Support Questions
Find answers, ask questions, and share your expertise

How Upload Table in Hive view transfers data?

Rising Star

I used Upload Table action in Hive view. It worked fine and uploaded table. But I was surprised when I analyzed Internal jobs created by this action. There were 4 jobs

1. Create target table

2. Create temporary table

3. Copy data from temporary table to target table

4. Delete temporary table

What was surprising - neither of this job pointed to a source file, so it was not clear at which point (and how) the process was reading data from the source file. I reasonably expected that temporary table created at p.2 would be EXTERNAL table pointing to a source file (so it would have LOCATION clause), that would make sense. However it did not happen. Below is the statement executed by a second job.

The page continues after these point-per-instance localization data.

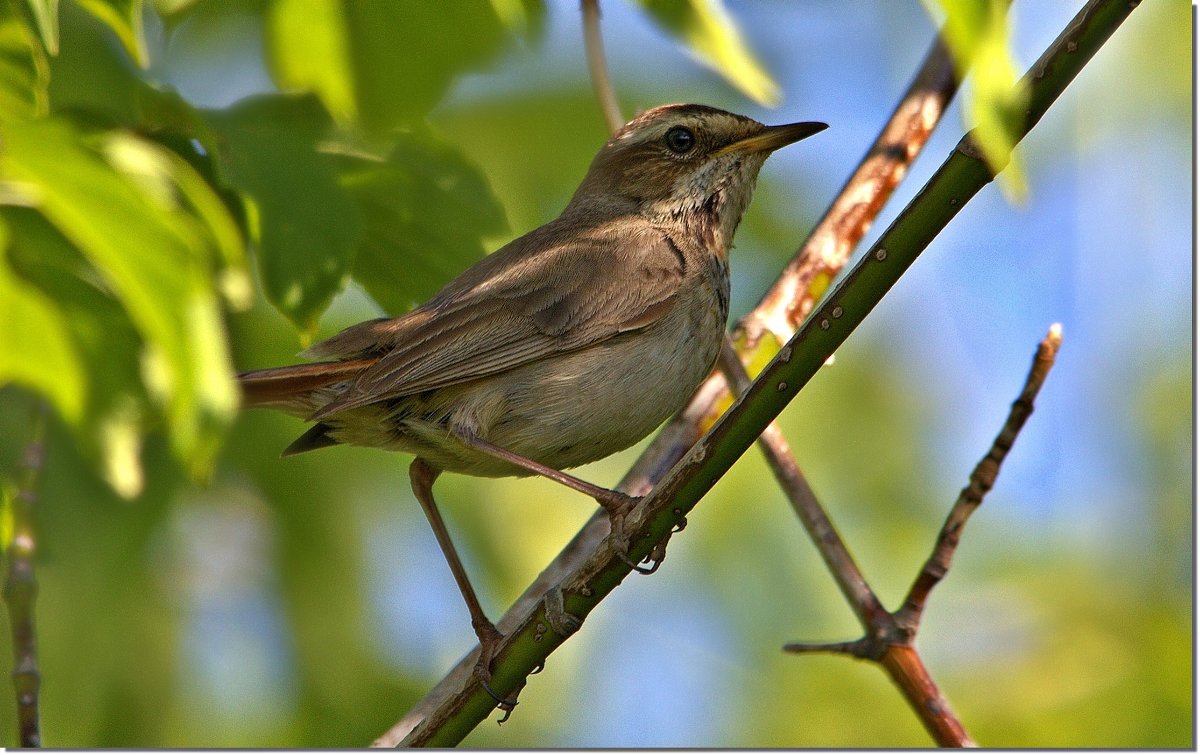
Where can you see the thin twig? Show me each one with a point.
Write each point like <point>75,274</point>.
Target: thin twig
<point>904,665</point>
<point>594,45</point>
<point>592,570</point>
<point>891,640</point>
<point>863,196</point>
<point>816,522</point>
<point>21,586</point>
<point>982,479</point>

CREATE TABLE lpsaabddmakzdzbwxapezrkqcvkcqy 
(truckid STRING, driverid STRING, event STRING, latitude DOUBLE, longitude DOUBLE, city STRING, state STRING, velocity INT, event_ind INT, idling_ind INT) 
ROW FORMAT DELIMITED FIELDS TERMINATED BY '1' STORED AS TEXTFILE;

As we can see it just creates internal table, which is not associated with a source file.

2 REPLIES 2

Hi @Dmitry Otblesk, there is a step between your #2 and #3 above where data is inserted into the temporary table from the view. Please see https://docs.hortonworks.com/HDPDocuments/Ambari-2.4.0.1/bk_ambari-views/content/upload_table.html

Rising Star

@slachterman

>there is a step between your #2 and #3 above were data is inserted

Yes, I assumed there would such step, but there was not. There were only 4 jobs in the history, those I already listed above. I also clicked Clear Filters button in the History page to ensure that all jobs are shown.

Another interesting note - the screenshot for the similar process within Hadoop tutorial also shows only 4 internal jobs, not 5.

So is this step between p.2 and p.3 executed somehow differently (not as a job)?